To live content with small means; to seek elegance rather than luxury, and refinement rather than fashion; to be worthy, not respectable, and wealthy, not, rich; to listen to stars and birds, babes and sages, with open heart; to study hard; to think quietly, act frankly, talk gently, await occasions, hurry never; in a word, to let the spiritual, unbidden and unconscious, grow up through the common--this is my symphony.
~William Henry Channing

Saturday, May 28, 2011

Summer of Truth, Beauty and Goodness

I've wrestled around in my head and tried to come up with several different ways to begin this post but the problem I'm having is that I'm trying to start a conversation that already began a couple of weeks ago. So, I'm really just throwing things out there that may not have any reference point for you. I'm not going to give a boatload of background to try and catch you up...it would take too long. Suffice it to say that in the ways of family and parenting and children and seasons of life we are undergoing a major change. It came to our attention, really Rob's, that things in our house were out of line...and just like a broken bone that needs to be set you don't just gently dance around and tug it back into place. You get a good grip and yank it back into place where it belongs.
It hurts.
But it also sets the bone so that it can heal and be whole again.
Too leave it, to ignore the break until it has had time to meld together in it's misshapen deformity, is to actually cause more pain and a worse process of re-breaking to begin the healing process.
It does hurt. But the pain isn't as bad as it could be or would be if we left things the way they are.
So, we are in what we affectionately term 'boot camp'.  Everyone of us.
The kids.
Daddy.
Me.
Oh, my goodness am I in boot camp. How did I get so lax in having the children tow the line? When did I get so lax in towing the line?
There are moments when Rob is correcting the child for the wrong response to me because I have forgotten to correct them for their wrong response to me.

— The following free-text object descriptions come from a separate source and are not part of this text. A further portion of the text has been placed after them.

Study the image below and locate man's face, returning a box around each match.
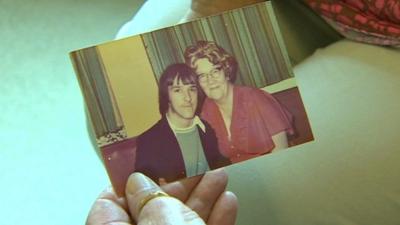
[167,76,198,125]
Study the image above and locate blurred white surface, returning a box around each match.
[116,0,191,38]
[119,1,400,225]
[0,0,143,224]
[3,0,399,224]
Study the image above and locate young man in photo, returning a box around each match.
[135,63,230,183]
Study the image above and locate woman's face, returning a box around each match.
[194,58,230,102]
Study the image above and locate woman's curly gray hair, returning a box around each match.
[184,40,238,82]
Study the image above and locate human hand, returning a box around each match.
[86,169,237,225]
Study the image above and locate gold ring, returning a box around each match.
[138,191,170,213]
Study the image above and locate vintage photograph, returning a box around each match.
[70,1,314,196]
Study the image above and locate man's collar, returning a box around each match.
[166,115,206,134]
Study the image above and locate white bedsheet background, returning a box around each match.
[2,0,399,224]
[0,0,144,224]
[116,1,400,224]
[116,1,400,223]
[116,0,191,38]
[225,40,400,225]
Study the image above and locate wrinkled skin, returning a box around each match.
[86,169,238,225]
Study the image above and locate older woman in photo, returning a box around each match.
[184,40,294,163]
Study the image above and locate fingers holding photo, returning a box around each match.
[126,173,206,225]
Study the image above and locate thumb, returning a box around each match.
[125,173,206,225]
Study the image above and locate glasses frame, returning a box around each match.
[197,66,224,83]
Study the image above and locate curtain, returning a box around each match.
[70,47,126,146]
[141,2,293,88]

Why do I tell them to do something and end with "Okay?" and when I want an unprompted "Yes, ma'am"?
Sweetly my husband has had to gently remind me not to intervene when he is dealing with one of them...to not interject so that I'm softening their disobedience or giving room to their sin.
To let go and step back. To let him be their father. To correct and discipline...to love them.
He's calling it the summer of truth, beauty and goodness.
The truth is that we are called to live differently. We are different parents, different siblings, different spouses because we serve a different God than the world. He is our God and we are His people and as such He tells us how we are to live.
But where is the grace?
I'm so weary of hearing this question from Christians, of reading it on every blog or article.
The grace is found in that truth is even revealed to us. The grace is found in the calling out to be different. The grace is being shown a standard and given the means to live in it.
It's not being taken off the hook...it's not making room for sin.
Do we need forgiveness? Absolutely.
Do we need mercy to reach down and help us to our feet when we fail and we're lying in a repentant heap on the ground? A resounding yes.
Do we need grace to find the path when we've wandered? Yes, and the grace is in the correcting and in being a ferocious enemy to each other's sin.
And, when we do it that way, His way, it's beautiful.
A family made up of people looking to serve one another, to love one another and work for the good of each other is beautiful. A family living out a rightly ordered life is beautiful.
From truth flows beauty and from beauty flows the goodness of a life lived in joyful submission to the King.